A number of occasions that destroy the ecosystem of the earth, such as acid rain and photochemical smog, are always caused by excessive emission of NOx, which is one of the main factors of air pollution. Therefore, the control of NOx emission becomes a key and difficult problem of atmospheric environment protection in the world. In China, for example, the NOx emission from combustion of fossil fuels, such as coal, petroleum and natural gas, takes up 90% of the total NOx emissions. Among them, 70% of the NOx emission is caused by coal combustion, which mainly comes from the power plant, industrial boiler and kiln. However, the control measures to these emissions, such as NOx from power plants and industrial boilers, are not mature enough. Meanwhile, lots of countries have established rigorous NOx emission standards to control the NOx concentration in atmosphere. For example, in China, the “Atmospheric Pollutants of Power Plant Emission Standard” (GB-13223-2003), which was applied to power plants with scale above 65 t/h of steam production capacity, confined the maximum acceptable emission concentration of NOx in flue gas. The NOx emission reduction has also been referred to in the agenda of “the 12th Five-Year plan” of China. Therefore, the denitration (DeNOx) of flue gas will be the key field in the atmospheric pollution control in future.
At present, the selective catalytic reduction (SCR) of NOx by NH3 is one of the most important methods to decrease the NOx emission of flue gas, to be specific, 95% of flue gas is processed by this method. The main NH3—SCR reactions can be illustrated as follows.4NH3+4NO+O2=4N2+6H2O  (1)4NH3+2NO2+O2=7N2+6H2O  (2)
The core of this technology is to develop DeNOx catalyst with high performance. In China, the production technology for the so-called medium-temperature DeNOx catalyst is originally from technical import and in turn self-development. The catalysts are based on the vanadium-tungsten-titanium oxides compound, which takes up 80% in weight. Therefore, the price of DeNOx catalysts is high.
Besides power plants, there are a large number of industrial combustion furnaces in China, including more than 500 thousands of industrial boilers consuming more than 400 million tons of coal per year, 180 thousands of calcination furnaces and rotary kilns consuming 0.16 billion tons of coal per year, and thousands of sintering furnaces with coal consumption of 70 million tons per year. However, the control of NOx in flue gas from these industrial furnaces is different from that from power plants. The capacity of industrial boilers is often smaller than 100 MW so that the cost of DeNOx system is more expensive per unit. For example, the cost of DeNOx catalyst for a heating boiler of 75 MW is usually about 200 RMB/h for reducing its flue gas NOx concentration to 50 mg/Nm3. Meanwhile, for these industrial boilers, the temperature window between air preheater and economizer is always in the range of 250-350° C., which is lower than that of power plants. Therefore, the conventional DeNOx catalyst is hardly adapted to the flue gas conditions of such industrial furnaces. On other hand, a large portion of industrial furnaces employ fixed bed, moving bed or stoker boiler, which have low dust in their flue gas (<10 g/m3). With growing environmental concern, the emission standard of NOx for industrial boilers should be more stringent in the future.

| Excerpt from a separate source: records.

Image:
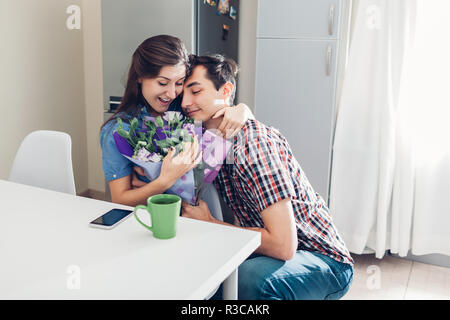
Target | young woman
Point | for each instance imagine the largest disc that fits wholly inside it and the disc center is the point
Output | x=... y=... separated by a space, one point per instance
x=155 y=81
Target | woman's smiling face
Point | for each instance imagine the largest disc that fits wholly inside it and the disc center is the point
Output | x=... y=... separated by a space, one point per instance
x=163 y=89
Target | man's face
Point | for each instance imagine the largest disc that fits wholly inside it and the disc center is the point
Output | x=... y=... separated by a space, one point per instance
x=201 y=100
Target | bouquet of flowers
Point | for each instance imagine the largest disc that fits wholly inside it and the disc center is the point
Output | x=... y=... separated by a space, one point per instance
x=147 y=146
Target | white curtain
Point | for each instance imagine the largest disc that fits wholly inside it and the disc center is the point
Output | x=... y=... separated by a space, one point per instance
x=390 y=181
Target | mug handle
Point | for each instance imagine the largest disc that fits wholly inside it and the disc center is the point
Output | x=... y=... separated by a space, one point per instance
x=139 y=220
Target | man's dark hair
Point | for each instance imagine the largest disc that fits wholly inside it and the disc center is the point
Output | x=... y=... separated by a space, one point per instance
x=219 y=69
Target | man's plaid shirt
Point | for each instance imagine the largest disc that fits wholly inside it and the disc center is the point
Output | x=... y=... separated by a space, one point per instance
x=260 y=170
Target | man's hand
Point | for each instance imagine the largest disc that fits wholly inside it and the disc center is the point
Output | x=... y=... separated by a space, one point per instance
x=200 y=212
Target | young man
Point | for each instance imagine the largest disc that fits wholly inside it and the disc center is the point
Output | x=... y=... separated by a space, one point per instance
x=301 y=254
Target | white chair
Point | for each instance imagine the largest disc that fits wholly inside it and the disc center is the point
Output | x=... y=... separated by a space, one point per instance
x=44 y=160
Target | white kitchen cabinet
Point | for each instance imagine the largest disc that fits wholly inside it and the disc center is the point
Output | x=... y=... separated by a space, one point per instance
x=295 y=89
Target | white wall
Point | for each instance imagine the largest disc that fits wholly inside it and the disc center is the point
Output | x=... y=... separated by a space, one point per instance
x=42 y=80
x=52 y=78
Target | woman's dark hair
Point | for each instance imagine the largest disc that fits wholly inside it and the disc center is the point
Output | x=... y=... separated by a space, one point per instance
x=219 y=69
x=149 y=58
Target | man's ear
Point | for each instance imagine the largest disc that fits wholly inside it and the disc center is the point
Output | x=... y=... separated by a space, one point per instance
x=227 y=90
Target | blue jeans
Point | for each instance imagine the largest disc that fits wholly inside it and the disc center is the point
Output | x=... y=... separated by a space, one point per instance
x=307 y=276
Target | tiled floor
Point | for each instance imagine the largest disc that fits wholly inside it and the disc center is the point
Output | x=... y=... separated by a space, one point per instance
x=393 y=278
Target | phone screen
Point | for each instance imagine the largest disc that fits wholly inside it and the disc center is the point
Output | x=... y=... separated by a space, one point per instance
x=111 y=217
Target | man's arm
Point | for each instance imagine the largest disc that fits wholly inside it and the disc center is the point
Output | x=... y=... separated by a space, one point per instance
x=279 y=235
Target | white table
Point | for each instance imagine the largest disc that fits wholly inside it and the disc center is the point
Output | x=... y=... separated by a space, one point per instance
x=48 y=251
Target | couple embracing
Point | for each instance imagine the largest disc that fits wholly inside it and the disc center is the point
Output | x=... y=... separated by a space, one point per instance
x=301 y=255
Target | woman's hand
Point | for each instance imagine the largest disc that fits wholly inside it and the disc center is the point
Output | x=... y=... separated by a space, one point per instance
x=234 y=119
x=135 y=181
x=174 y=167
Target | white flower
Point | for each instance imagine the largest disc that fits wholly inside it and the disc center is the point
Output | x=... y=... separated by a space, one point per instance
x=169 y=116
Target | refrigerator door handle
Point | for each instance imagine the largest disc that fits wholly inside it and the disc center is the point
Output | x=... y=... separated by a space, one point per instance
x=331 y=20
x=328 y=69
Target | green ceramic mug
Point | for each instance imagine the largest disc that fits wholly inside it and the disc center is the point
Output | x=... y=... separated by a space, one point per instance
x=164 y=210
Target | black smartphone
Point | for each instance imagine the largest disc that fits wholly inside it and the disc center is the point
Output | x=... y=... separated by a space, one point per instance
x=110 y=219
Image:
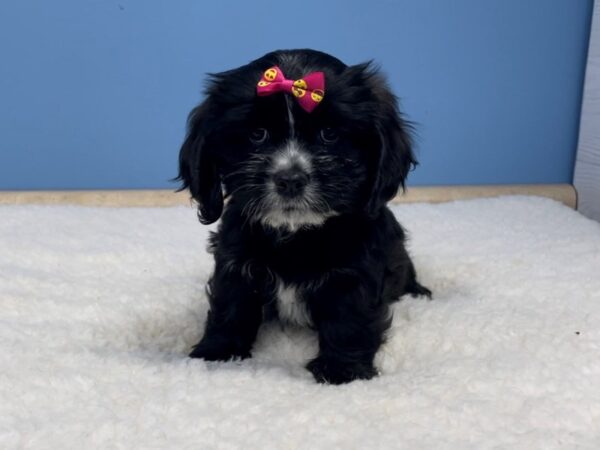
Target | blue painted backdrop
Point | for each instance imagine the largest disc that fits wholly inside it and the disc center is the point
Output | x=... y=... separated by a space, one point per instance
x=94 y=94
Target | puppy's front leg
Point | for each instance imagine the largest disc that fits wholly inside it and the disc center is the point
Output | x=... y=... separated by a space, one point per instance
x=351 y=321
x=234 y=317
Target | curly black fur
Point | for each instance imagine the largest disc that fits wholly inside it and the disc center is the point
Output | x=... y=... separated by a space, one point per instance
x=335 y=246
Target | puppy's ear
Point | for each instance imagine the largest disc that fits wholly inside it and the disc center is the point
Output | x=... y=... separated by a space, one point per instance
x=198 y=169
x=395 y=157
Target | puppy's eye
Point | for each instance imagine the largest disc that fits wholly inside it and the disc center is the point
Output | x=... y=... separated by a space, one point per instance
x=329 y=135
x=259 y=136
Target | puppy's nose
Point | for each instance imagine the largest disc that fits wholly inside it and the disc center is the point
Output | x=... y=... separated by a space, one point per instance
x=290 y=182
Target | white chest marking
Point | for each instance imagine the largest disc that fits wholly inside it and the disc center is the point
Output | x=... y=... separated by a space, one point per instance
x=290 y=306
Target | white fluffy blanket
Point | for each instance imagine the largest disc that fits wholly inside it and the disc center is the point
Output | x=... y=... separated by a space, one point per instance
x=99 y=307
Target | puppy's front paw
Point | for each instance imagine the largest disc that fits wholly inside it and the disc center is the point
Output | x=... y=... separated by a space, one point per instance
x=420 y=291
x=327 y=370
x=218 y=350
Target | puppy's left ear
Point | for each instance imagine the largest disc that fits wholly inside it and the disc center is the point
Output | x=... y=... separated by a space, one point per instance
x=198 y=170
x=395 y=157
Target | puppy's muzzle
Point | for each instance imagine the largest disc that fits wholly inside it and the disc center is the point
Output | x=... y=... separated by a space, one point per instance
x=290 y=182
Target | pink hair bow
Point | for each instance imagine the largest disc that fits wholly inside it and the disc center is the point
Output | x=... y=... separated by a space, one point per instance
x=308 y=90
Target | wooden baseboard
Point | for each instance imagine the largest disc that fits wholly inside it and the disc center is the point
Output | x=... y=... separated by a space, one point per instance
x=564 y=193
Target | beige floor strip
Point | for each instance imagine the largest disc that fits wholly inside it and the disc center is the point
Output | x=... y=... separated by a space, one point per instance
x=564 y=193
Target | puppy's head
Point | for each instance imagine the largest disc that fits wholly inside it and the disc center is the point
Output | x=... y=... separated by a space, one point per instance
x=285 y=167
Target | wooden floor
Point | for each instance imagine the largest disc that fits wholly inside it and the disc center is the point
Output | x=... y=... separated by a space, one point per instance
x=564 y=193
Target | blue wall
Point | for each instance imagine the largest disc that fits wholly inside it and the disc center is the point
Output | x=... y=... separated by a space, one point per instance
x=94 y=94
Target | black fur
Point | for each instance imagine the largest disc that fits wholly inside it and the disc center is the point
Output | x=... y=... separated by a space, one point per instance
x=337 y=245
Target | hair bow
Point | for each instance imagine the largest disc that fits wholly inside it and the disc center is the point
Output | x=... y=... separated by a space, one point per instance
x=308 y=90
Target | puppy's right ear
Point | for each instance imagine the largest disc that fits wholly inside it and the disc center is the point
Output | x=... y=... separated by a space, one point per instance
x=198 y=169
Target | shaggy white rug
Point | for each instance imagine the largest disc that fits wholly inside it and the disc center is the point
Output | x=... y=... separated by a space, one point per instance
x=99 y=307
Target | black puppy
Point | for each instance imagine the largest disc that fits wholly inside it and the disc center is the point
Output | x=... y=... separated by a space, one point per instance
x=307 y=150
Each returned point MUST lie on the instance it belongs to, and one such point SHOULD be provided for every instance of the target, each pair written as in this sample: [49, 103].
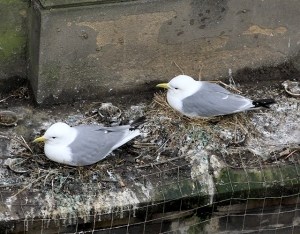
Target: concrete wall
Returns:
[13, 42]
[121, 49]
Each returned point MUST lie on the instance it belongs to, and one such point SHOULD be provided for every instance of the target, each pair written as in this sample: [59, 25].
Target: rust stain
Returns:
[255, 29]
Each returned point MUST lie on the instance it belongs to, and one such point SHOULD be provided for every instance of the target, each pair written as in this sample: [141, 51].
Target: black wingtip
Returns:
[263, 102]
[137, 122]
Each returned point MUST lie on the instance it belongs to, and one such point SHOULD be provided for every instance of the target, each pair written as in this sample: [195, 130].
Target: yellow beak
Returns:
[40, 139]
[164, 85]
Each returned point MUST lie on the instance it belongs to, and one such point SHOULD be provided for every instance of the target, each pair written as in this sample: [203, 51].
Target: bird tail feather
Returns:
[263, 103]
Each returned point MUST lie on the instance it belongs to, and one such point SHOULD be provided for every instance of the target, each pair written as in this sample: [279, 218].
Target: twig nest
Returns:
[292, 88]
[15, 164]
[8, 118]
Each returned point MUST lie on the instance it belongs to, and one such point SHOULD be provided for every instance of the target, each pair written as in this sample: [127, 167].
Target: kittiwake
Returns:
[204, 99]
[85, 144]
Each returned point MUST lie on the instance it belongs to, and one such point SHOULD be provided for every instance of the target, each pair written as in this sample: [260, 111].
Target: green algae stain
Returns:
[13, 29]
[11, 44]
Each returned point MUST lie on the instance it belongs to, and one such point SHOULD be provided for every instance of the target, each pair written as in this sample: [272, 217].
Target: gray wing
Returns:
[94, 143]
[213, 100]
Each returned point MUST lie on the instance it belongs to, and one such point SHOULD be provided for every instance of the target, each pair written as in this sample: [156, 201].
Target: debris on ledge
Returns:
[175, 157]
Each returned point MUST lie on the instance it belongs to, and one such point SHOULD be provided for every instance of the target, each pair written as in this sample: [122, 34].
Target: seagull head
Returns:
[57, 134]
[180, 86]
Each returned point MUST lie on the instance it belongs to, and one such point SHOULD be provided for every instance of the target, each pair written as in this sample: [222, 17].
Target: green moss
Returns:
[13, 29]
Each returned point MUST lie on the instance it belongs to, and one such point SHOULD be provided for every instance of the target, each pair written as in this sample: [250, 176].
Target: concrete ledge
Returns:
[114, 50]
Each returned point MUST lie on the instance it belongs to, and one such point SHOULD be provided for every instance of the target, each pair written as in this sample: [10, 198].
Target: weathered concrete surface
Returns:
[106, 50]
[13, 42]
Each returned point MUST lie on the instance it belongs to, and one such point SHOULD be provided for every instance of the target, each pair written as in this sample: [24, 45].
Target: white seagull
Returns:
[85, 145]
[204, 99]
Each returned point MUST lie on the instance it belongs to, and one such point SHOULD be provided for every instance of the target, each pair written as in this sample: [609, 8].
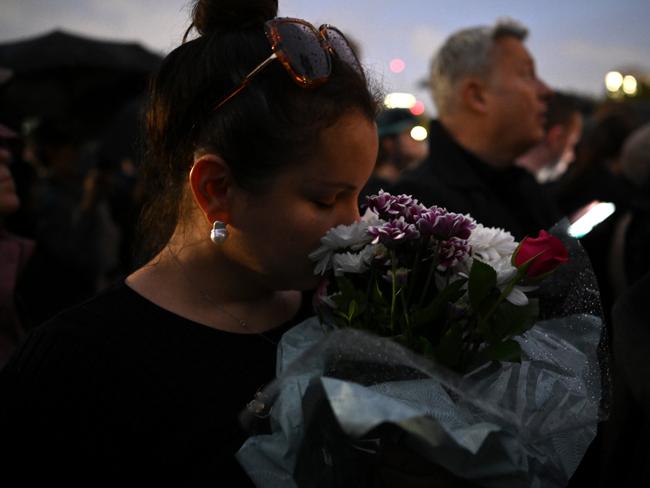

Given the preceding special flue gas conditions of China, there is a strong need for cheap DeNOx catalyst with wide working temperature window because they can be applied to the flue gases of both power plants and industrial boilers.
Since the 1990s, various DeNOx catalysts, including noble metal catalysts, transition metal oxide catalysts, zeolite and active carbon catalysts have been reported in the literature. The commercialized catalyst eventually adopted manganese and vanadium oxides as its active components. The DeNOx catalysts invented by Chinese patents 200910077934.4, 200910087773, 200810020426.8 and US patents US 20080072575 A1 and US 20100284876 A1 showed good low temperature activity. However, they are prone to be deactivated in the existence of SO2 and H2O. Cheap materials were also used as the base material of DeNOx catalysts. The Chinese patents 201010100867.6, 201010523591.2 and 200810112624.7 proposed the use of slag as additive in extruding honeycomb DeNOx catalysts. Yang R. T. invented a type of catalyst using TiO2 pillared bentonite to prepare cheap DeNOx catalyst (U.S. Pat. No. 6,521,559). The catalyst with 5 wt. % vanadium oxide shows good activity at 350° C. However, these catalysts hardly ensure the close interaction between active component and support, resulting in the low catalytic activity and high price of the catalysts.